Who Will Get the Most From This
Listeners with a prior interest in Bacon’s philosophical writings, or in Renaissance humanism more broadly, will find things to appreciate here despite the translation concerns. If you are approaching the text cold and want the clearest available English version of De Sapientia Veterum, you may be better served by seeking out the Spedding and Ellis edition in text form before deciding whether this production suits your needs. For a casual introduction to the idea that ancient myths encode philosophical wisdom, this works as a starting point, but with the caveat that you are getting one translator’s interpretation of Bacon’s Latin, and that translator may not have been the most reliable guide.
Frequently Asked Questions
Is this production actually Francis Bacon’s De Sapientia Veterum, or a different work by a different author?
The metadata lists Neil Oliver as the author, but the synopsis clearly describes Francis Bacon’s 1609 philosophical fable collection.
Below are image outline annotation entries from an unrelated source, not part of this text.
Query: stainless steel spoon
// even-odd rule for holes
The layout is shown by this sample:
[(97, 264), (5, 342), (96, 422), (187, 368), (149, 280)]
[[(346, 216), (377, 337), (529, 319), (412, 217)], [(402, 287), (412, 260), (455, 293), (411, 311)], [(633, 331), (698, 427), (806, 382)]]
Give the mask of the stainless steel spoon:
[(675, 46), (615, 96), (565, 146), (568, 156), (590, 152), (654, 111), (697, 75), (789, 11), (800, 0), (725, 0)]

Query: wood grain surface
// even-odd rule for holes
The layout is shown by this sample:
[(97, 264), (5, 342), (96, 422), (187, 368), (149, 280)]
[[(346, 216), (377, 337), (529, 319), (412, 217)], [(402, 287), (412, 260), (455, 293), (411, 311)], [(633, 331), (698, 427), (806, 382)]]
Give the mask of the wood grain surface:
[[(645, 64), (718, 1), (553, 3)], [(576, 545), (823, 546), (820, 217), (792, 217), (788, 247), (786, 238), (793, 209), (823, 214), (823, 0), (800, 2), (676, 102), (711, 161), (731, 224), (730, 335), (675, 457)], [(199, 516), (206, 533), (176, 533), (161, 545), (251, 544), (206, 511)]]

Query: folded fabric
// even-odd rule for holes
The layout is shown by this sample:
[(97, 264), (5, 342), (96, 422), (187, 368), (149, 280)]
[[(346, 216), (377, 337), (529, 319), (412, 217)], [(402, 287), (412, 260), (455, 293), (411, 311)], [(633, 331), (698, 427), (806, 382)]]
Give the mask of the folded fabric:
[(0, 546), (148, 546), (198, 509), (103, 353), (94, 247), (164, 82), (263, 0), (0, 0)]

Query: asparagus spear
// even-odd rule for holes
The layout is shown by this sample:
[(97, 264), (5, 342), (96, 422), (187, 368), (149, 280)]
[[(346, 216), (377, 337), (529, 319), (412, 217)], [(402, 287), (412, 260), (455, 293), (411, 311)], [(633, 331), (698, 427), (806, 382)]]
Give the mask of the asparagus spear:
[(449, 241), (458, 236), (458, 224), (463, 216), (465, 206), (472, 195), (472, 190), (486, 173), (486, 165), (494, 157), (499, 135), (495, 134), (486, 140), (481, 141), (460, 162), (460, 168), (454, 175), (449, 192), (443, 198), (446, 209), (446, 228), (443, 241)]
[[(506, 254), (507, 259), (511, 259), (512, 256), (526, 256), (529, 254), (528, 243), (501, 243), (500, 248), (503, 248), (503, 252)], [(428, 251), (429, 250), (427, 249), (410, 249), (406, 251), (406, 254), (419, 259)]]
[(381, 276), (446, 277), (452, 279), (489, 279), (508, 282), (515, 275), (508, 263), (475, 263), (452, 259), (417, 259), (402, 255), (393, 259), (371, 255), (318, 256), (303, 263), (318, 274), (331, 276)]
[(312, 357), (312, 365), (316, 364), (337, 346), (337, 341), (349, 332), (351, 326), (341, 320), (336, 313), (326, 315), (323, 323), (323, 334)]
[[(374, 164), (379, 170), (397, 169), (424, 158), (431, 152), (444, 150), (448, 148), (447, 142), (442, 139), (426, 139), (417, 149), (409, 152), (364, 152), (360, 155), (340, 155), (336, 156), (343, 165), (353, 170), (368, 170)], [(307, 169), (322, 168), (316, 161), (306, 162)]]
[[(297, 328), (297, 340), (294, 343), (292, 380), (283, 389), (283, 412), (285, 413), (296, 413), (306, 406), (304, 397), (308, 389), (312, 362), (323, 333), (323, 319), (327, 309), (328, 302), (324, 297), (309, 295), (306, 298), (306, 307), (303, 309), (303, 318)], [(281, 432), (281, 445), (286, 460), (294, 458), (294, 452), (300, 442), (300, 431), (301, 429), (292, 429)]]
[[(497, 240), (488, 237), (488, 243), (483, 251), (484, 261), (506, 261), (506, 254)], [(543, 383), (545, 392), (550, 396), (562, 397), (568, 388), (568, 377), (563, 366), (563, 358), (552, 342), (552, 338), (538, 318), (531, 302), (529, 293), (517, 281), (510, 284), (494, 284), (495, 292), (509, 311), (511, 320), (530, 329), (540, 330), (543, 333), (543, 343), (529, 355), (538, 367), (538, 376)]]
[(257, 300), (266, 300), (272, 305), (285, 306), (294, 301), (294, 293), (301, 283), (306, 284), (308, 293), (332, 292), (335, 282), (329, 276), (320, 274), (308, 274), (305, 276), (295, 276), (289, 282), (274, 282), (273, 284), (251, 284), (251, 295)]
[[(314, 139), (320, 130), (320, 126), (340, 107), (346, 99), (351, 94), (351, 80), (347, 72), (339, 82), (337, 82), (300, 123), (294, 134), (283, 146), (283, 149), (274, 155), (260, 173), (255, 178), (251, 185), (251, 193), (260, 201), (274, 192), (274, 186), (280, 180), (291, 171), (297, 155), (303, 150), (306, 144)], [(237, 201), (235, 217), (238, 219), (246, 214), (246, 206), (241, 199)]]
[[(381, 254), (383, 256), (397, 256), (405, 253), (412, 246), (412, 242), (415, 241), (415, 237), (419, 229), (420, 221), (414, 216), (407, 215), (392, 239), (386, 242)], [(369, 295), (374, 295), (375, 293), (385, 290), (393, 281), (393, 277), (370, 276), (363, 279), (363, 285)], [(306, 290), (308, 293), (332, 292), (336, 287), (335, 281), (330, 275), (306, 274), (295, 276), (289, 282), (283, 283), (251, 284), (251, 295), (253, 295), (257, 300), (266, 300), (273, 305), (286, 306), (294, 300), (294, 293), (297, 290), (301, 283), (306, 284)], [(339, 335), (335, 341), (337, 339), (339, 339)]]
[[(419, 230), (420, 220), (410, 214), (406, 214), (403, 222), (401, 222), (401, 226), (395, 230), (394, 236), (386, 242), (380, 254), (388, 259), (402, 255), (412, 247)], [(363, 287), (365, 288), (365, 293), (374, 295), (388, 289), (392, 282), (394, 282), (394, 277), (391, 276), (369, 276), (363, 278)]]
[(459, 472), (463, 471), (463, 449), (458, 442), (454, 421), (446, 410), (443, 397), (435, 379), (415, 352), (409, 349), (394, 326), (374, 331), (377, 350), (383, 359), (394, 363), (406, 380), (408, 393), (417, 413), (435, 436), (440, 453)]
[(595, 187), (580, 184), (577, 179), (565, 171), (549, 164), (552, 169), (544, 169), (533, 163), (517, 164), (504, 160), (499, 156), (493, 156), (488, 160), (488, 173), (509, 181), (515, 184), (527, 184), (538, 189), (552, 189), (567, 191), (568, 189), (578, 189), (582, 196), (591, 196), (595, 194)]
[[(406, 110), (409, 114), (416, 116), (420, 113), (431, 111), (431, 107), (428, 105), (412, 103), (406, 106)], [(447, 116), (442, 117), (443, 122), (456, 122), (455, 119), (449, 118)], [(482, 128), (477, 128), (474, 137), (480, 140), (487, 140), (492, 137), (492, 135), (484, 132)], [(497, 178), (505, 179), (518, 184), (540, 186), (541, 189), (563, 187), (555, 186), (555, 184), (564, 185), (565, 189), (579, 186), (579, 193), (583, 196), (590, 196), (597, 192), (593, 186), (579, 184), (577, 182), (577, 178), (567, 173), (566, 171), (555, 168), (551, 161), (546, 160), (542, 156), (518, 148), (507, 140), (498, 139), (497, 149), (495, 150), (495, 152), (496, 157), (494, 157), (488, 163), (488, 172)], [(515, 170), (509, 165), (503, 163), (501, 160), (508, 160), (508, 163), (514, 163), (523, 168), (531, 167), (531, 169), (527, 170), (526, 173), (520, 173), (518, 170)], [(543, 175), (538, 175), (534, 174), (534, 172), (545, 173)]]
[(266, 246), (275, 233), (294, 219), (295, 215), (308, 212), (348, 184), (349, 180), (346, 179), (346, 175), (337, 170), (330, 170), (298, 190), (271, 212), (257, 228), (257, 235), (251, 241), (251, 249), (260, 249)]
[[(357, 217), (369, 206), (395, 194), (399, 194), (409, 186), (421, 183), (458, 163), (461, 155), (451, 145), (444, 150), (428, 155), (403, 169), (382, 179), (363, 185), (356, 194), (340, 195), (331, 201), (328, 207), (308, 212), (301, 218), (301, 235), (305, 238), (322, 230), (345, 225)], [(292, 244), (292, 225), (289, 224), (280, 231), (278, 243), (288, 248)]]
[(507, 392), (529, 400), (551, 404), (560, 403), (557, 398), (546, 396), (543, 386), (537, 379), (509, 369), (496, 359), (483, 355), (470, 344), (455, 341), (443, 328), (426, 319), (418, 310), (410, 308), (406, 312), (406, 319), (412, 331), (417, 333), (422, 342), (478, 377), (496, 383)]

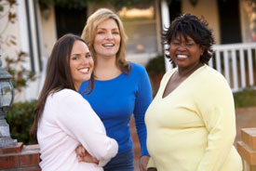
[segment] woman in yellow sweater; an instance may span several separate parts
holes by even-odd
[[[185,14],[163,33],[168,72],[149,106],[145,122],[151,155],[148,170],[241,171],[235,106],[224,77],[207,63],[214,39],[203,19]]]

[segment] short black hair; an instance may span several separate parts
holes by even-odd
[[[183,36],[187,40],[190,36],[196,44],[205,48],[203,55],[200,57],[201,63],[208,63],[212,57],[212,45],[215,43],[212,30],[209,28],[208,22],[202,17],[198,19],[196,16],[186,13],[177,17],[168,28],[162,33],[163,44],[169,46],[171,40],[177,35]],[[165,49],[168,51],[168,49]],[[166,57],[172,61],[168,53]]]

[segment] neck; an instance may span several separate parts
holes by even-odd
[[[74,84],[74,90],[78,92],[81,84]]]
[[[178,75],[180,77],[188,77],[191,73],[193,73],[195,70],[203,66],[204,64],[201,62],[195,63],[189,68],[180,68],[178,67]]]
[[[109,80],[121,73],[120,69],[115,64],[115,58],[97,58],[94,71],[95,77],[98,80]]]

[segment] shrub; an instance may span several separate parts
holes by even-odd
[[[6,114],[11,138],[27,145],[35,143],[30,138],[35,104],[36,100],[14,103]]]

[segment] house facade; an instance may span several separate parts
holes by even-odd
[[[243,63],[243,59],[239,59],[238,63],[233,65],[234,62],[230,59],[233,58],[233,51],[235,51],[235,55],[245,54],[244,58],[248,58],[251,53],[250,59],[246,59],[244,66],[245,68],[252,67],[250,69],[252,73],[249,76],[252,80],[247,81],[248,74],[245,73],[245,78],[242,78],[243,74],[236,71],[238,81],[237,88],[236,88],[255,86],[255,79],[253,79],[256,68],[253,43],[256,41],[255,1],[152,0],[147,3],[141,2],[129,7],[126,5],[115,7],[108,1],[100,4],[88,3],[74,9],[51,5],[42,7],[36,0],[18,0],[17,5],[11,7],[8,7],[7,1],[1,1],[0,5],[4,7],[4,10],[0,12],[1,59],[4,60],[3,59],[7,56],[16,58],[19,51],[25,52],[29,56],[22,65],[28,70],[35,72],[37,76],[37,80],[30,83],[16,100],[32,99],[38,97],[45,78],[46,64],[56,40],[67,33],[80,34],[87,18],[100,7],[111,8],[120,16],[128,36],[127,58],[130,61],[142,65],[145,65],[150,59],[157,54],[163,53],[161,32],[163,28],[169,25],[175,17],[186,12],[204,17],[209,23],[209,28],[213,30],[216,49],[220,49],[220,46],[233,44],[249,44],[251,46],[249,48],[252,49],[251,52],[240,53],[240,46],[236,46],[236,49],[233,49],[231,46],[229,49],[220,51],[220,58],[228,59],[220,59],[221,64],[218,64],[216,57],[217,59],[211,61],[211,66],[216,69],[219,66],[220,72],[225,76],[230,76],[230,84],[235,87],[234,75],[236,74],[232,67],[242,66],[240,63]],[[7,15],[10,13],[16,14],[13,22],[10,22],[9,15]],[[245,49],[248,48],[248,46],[245,47]],[[227,55],[225,56],[225,54]],[[251,60],[251,64],[247,64],[248,60]],[[5,61],[3,62],[5,66]],[[222,65],[223,68],[222,68]],[[228,67],[224,68],[224,66]],[[166,62],[167,70],[171,67],[168,62]],[[241,69],[241,67],[238,68]],[[244,79],[244,81],[239,81],[240,79]]]

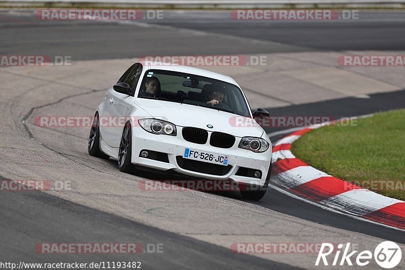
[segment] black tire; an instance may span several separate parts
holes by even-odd
[[[245,186],[244,190],[240,190],[240,195],[242,198],[245,200],[251,200],[252,201],[259,201],[264,197],[266,191],[267,190],[267,187],[270,182],[270,175],[271,174],[271,160],[270,161],[270,166],[269,170],[267,172],[267,175],[266,176],[266,181],[263,186],[257,185]]]
[[[127,122],[123,130],[119,149],[118,151],[118,168],[123,172],[133,173],[135,166],[131,163],[132,156],[132,132],[130,122]]]
[[[100,128],[99,127],[98,112],[96,112],[93,119],[93,124],[89,136],[87,150],[90,156],[108,160],[109,157],[104,153],[100,149]]]

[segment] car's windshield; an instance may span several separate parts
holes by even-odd
[[[186,73],[147,70],[138,97],[181,102],[250,117],[248,105],[237,86]]]

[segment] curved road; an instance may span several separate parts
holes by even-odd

The listing appears to conflate the broadcaster Neil Oliver with the philosopher Francis Bacon. The text itself is Bacon’s, and De Sapientia Veterum is a distinct and well-known work in the history of philosophy.
Which translation does this audiobook use, and does it matter?
Multiple reviewers have raised serious concerns that the translation used is an ornate, outdated version that makes the text harder to follow than it needs to be. The Spedding and Ellis edition is generally considered the scholarly standard for Bacon in English and is available freely online. For a careful reading of this text, translation choice matters significantly.
Do you need to know the original myths before listening to benefit from Bacon’s interpretations?
Familiarity with the major Greek and Roman myths Bacon discusses (Prometheus, Pan, Orpheus, Daedalus, among others) helps considerably, as he does not retell them in full. He assumes you know the stories and proceeds directly to his philosophical readings. A basic grounding in classical mythology will make the fables much more accessible.
Is this a good introduction to Francis Bacon’s philosophy for someone new to his work?
It is not the most accessible entry point. Bacon’s Novum Organum or his Essays, both better served by modern translations, are usually recommended as first reads. De Sapientia Veterum is a more specialized and stylistically demanding work, better appreciated with some prior context for what Bacon was trying to accomplish in the history of ideas.